M.S. - Millenium Wheel (1999)
Le vide-grenier du dimanche. Deux clichés du photographe anglais Matt Stuart (b.1974), membre de Magnum Photos et du collectif de photographes de rue In-Public. Formé à l’Université de Brighton, il s’est fait connaître par ses images de la vie urbaine londonienne, où il saisit les rencontres inattendues, les coïncidences visuelles et les petits moments d’absurdité du quotidien. Influencé par Henri Cartier-Bresson et Martin Parr, privilégiant ces instants fugaces où le hasard semble organiser la scène, il travaille souvent en noir et blanc mais ne dédaigne pas la couleur lorsqu’elle contribue à la composition et à l’impact de l’image. Ses photographies, à la fois drôles et percutantes, jouent avec les surprises de la rue, ces rencontres imprévues entre les gestes, les silhouettes et les signes de la ville. Ainsi, Matt Stuart montre que la rue peut se transformer en un théâtre inattendu où chaque instant peut révéler une scène inattendue, drôle ou légèrement absurde.

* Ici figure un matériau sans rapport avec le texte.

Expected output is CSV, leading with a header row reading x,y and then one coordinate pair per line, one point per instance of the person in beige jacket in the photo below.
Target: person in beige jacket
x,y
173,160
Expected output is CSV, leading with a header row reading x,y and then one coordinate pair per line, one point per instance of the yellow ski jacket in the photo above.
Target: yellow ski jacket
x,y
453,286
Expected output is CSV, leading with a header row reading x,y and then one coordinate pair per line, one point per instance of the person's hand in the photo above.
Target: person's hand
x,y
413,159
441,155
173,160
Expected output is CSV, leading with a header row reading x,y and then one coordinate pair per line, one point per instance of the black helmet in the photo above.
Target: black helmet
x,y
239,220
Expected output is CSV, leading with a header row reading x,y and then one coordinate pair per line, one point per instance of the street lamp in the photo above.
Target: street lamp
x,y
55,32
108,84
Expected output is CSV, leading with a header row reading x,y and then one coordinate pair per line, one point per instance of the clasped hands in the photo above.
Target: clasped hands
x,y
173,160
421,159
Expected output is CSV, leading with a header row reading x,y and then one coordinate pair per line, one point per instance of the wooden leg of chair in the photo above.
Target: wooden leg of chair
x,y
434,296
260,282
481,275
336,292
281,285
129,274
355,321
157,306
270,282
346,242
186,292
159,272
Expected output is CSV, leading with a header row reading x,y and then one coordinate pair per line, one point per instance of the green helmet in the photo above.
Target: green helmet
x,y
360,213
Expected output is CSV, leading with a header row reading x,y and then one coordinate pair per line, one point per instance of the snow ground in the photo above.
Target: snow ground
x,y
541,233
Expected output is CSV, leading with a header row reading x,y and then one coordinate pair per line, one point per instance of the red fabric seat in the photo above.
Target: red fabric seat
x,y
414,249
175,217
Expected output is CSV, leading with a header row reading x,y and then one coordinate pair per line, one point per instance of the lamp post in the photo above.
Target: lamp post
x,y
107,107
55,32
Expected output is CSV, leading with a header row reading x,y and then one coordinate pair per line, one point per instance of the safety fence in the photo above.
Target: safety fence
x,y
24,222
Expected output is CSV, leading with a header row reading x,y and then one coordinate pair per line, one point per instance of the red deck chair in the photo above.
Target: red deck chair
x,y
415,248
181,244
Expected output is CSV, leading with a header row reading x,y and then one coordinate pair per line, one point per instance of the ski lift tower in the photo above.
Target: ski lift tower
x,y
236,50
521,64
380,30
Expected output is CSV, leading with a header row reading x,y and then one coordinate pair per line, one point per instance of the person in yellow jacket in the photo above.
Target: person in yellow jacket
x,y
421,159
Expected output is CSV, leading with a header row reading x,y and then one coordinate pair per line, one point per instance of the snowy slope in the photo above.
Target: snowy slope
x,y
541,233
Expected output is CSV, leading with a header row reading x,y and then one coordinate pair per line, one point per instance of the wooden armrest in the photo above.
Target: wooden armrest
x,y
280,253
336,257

M.S. - London, Oxford Street (2014)
De ce cliché, ci-dessus, pris à ses débuts, il raconte qu’il s’agit de la première photographie qu’il a jugée digne d’être conservée, ICI...
Ce jour-là, il avait photographié pendant quelques minutes un homme observant la construction de la Millennium Wheel et pris tout un rouleau de pellicule. Une seule image fonctionnait vraiment : celle-ci, où, par chance, la selle du vélo n’était pas coupée.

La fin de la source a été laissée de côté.